A few different research groups are currently trying to address that. One recent brain-scan study indicated that people who suffer from SAD also have lower levels of the neurotransmitter serotonin in their brains during the winter. It's also been hypothesized that production of the stress hormone cortisone may be involved.

An intriguing, related question is whether there's a logical evolutionary basis for SAD. Some researchers have suggested that the urge to sleep and eat more during winter could have been an advantageous adaptation that led to higher survival rates during our evolutionary history — similar to other species' seasonal hibernation patterns. That idea, though, is entirely speculative. (It's also at odds with the phase-shift hypothesis, which suggests that if we woke and slept with the sun, SAD wouldn't happen.)

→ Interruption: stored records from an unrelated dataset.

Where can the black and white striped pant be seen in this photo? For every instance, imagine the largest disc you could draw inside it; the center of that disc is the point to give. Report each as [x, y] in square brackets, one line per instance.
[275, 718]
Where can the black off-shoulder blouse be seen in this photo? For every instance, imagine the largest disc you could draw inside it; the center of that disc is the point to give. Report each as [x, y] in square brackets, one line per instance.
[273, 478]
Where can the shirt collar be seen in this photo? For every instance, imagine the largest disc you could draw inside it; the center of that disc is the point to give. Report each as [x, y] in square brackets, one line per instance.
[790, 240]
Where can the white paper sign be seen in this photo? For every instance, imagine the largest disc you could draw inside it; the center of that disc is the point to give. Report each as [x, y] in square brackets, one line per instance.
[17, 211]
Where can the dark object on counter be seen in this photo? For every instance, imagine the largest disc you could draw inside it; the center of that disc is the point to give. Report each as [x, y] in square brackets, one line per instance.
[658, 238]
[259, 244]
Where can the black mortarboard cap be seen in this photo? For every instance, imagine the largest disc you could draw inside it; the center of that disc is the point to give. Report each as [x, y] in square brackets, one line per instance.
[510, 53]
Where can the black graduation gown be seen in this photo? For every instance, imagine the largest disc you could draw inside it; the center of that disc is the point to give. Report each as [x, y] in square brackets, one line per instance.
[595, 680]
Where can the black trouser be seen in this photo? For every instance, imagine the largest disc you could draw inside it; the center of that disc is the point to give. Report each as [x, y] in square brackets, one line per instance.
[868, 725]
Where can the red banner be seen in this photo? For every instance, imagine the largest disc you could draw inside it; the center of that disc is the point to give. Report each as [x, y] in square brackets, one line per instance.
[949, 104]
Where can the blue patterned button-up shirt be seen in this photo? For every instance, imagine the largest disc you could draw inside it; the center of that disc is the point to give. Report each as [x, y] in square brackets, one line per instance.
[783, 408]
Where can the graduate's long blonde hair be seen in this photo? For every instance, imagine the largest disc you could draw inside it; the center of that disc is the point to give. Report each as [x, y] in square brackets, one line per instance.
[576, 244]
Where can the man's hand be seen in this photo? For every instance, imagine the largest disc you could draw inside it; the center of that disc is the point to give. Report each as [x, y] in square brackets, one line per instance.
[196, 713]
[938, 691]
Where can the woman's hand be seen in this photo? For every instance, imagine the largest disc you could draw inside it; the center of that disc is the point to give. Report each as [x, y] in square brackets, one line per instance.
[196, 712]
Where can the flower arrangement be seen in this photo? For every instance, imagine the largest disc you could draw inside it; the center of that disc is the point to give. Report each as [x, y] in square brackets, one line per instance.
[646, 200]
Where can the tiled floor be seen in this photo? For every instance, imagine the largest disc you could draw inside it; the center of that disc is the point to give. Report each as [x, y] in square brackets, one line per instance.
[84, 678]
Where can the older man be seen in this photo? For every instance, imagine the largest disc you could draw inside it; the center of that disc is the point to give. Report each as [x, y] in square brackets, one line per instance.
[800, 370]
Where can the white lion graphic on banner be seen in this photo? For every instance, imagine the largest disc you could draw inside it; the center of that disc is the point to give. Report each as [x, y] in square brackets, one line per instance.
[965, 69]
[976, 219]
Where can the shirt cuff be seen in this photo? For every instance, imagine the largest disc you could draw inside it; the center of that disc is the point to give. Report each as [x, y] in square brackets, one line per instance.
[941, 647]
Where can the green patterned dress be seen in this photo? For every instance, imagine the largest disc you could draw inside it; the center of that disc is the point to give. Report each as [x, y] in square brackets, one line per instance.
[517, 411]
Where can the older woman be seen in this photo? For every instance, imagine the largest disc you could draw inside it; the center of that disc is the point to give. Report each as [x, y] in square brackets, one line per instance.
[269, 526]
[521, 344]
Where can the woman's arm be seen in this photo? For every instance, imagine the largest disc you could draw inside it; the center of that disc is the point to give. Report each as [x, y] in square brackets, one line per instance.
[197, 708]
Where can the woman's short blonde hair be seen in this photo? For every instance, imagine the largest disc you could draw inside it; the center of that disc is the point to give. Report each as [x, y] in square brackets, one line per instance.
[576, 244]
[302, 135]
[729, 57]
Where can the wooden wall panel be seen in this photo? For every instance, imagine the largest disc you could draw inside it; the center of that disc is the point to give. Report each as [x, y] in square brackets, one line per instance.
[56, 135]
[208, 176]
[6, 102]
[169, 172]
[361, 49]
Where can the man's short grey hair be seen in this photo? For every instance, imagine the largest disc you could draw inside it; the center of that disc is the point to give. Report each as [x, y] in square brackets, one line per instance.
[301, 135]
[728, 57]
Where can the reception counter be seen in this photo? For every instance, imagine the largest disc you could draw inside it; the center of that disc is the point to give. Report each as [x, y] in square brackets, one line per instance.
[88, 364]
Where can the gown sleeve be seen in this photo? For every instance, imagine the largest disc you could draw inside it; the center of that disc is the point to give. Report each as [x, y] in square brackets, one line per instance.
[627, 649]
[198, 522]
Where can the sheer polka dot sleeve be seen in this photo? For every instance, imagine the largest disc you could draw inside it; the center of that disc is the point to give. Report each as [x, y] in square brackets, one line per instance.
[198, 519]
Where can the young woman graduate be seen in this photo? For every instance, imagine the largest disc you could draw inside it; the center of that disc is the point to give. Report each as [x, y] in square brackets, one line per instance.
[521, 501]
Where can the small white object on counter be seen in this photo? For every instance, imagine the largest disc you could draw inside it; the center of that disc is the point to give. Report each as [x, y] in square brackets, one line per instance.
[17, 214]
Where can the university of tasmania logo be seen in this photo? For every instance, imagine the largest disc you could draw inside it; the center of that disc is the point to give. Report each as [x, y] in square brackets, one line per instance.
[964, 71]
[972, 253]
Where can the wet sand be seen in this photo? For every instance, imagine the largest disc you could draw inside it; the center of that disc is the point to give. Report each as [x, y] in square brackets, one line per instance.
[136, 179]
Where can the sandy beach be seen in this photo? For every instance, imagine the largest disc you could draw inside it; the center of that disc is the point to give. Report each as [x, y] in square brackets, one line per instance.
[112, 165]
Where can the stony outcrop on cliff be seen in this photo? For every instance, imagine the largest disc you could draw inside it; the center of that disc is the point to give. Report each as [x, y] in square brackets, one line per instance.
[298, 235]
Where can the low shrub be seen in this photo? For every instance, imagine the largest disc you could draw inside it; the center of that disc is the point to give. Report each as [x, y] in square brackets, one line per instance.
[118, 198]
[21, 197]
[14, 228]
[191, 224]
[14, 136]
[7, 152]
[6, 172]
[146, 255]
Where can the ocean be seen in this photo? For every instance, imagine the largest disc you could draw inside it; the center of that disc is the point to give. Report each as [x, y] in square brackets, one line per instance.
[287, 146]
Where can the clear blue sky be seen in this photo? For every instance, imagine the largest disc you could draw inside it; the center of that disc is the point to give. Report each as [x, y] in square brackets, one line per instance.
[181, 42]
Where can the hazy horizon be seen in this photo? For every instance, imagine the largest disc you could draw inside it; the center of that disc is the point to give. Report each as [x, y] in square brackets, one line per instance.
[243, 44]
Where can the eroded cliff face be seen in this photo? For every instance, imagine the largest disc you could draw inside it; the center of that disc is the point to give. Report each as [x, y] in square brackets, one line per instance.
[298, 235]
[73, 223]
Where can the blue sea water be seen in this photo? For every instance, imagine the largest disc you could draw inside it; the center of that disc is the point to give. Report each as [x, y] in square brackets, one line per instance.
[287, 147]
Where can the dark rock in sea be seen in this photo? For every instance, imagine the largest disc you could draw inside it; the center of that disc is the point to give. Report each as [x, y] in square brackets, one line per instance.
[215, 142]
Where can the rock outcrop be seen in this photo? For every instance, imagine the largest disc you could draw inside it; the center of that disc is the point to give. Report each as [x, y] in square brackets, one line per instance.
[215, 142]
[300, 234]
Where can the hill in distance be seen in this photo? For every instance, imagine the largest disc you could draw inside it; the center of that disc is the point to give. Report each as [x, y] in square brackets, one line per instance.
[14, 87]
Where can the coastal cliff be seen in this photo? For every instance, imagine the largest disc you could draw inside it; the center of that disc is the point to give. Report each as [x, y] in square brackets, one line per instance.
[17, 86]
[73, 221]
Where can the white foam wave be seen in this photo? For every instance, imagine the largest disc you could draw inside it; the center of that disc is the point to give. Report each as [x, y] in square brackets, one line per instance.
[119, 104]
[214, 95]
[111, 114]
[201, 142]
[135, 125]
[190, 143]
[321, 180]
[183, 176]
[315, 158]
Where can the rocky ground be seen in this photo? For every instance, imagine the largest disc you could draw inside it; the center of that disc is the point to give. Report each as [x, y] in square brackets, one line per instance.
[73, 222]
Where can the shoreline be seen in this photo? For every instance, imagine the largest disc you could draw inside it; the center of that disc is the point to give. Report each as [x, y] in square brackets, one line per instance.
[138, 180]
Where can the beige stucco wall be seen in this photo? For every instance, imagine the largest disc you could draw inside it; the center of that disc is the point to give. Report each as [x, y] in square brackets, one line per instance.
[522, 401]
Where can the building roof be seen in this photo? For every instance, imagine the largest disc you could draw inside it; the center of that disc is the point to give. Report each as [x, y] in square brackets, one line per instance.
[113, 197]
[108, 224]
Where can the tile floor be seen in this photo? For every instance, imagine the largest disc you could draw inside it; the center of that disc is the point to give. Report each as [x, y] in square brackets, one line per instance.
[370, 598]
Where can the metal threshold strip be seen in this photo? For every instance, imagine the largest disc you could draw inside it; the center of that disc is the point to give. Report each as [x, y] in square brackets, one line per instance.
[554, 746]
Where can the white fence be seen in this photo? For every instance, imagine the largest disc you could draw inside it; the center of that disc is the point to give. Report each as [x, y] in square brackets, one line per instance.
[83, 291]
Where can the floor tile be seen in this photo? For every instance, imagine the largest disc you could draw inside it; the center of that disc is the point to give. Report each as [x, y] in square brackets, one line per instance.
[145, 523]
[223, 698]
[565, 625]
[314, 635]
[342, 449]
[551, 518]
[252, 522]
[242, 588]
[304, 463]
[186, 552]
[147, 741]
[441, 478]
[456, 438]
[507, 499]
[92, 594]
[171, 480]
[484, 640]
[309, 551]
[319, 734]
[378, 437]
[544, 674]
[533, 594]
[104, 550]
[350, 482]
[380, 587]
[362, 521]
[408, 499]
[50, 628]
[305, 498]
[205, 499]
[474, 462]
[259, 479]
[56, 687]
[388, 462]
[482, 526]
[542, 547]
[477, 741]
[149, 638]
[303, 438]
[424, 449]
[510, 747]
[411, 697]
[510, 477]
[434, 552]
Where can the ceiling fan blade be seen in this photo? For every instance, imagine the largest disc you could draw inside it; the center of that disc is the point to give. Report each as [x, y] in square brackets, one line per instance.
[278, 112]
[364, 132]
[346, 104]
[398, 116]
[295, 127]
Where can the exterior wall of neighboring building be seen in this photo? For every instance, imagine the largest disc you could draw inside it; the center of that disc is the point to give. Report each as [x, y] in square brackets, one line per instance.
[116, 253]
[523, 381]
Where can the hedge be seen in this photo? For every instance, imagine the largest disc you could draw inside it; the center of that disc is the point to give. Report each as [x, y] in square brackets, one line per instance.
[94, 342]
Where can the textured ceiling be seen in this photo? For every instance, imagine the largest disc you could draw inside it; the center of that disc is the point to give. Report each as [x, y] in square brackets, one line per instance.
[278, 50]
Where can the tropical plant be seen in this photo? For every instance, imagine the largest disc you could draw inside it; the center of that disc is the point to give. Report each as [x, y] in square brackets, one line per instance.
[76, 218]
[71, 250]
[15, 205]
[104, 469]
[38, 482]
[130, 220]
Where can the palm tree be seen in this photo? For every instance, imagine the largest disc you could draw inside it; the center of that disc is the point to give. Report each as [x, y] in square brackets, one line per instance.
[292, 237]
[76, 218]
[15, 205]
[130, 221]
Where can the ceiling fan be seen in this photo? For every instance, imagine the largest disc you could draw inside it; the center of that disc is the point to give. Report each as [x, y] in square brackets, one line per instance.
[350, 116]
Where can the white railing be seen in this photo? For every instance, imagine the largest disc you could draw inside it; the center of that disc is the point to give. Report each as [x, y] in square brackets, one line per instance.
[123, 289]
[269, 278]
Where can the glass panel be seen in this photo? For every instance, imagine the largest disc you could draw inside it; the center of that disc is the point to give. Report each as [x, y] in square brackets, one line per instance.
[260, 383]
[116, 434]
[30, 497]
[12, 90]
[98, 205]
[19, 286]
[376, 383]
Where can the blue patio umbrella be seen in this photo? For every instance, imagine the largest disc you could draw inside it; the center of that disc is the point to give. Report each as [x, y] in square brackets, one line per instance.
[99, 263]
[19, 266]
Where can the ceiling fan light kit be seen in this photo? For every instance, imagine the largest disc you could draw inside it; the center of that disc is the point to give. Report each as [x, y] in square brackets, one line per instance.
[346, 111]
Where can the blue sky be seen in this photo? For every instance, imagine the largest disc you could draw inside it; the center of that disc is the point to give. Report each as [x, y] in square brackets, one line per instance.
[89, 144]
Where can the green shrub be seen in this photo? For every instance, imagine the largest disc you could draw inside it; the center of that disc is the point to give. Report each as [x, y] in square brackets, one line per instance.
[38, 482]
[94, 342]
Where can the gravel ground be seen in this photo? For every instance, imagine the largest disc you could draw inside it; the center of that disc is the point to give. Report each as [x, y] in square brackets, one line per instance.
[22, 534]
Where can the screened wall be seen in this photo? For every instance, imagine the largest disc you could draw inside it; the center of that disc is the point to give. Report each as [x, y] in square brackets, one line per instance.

There's also a very practical question scientists are trying to answer about SAD: why some people get it and others don't. "Not every person who experiences circadian misalignment gets depressed," Lewy says. "There has to be some other biological vulnerability." Women are far more likely to suffer from seasonal depression, as are young people, and researchers still don't know why.

Finally, some researchers are intrigued by the possibility that there might be a link between circadian rhythm misalignment and general depression, anxiety, bipolar disorder, and other mental illnesses. Some are even experimenting with the use of light boxes to treat those disorders, rather than medication. At this point, though, it's still uncertain.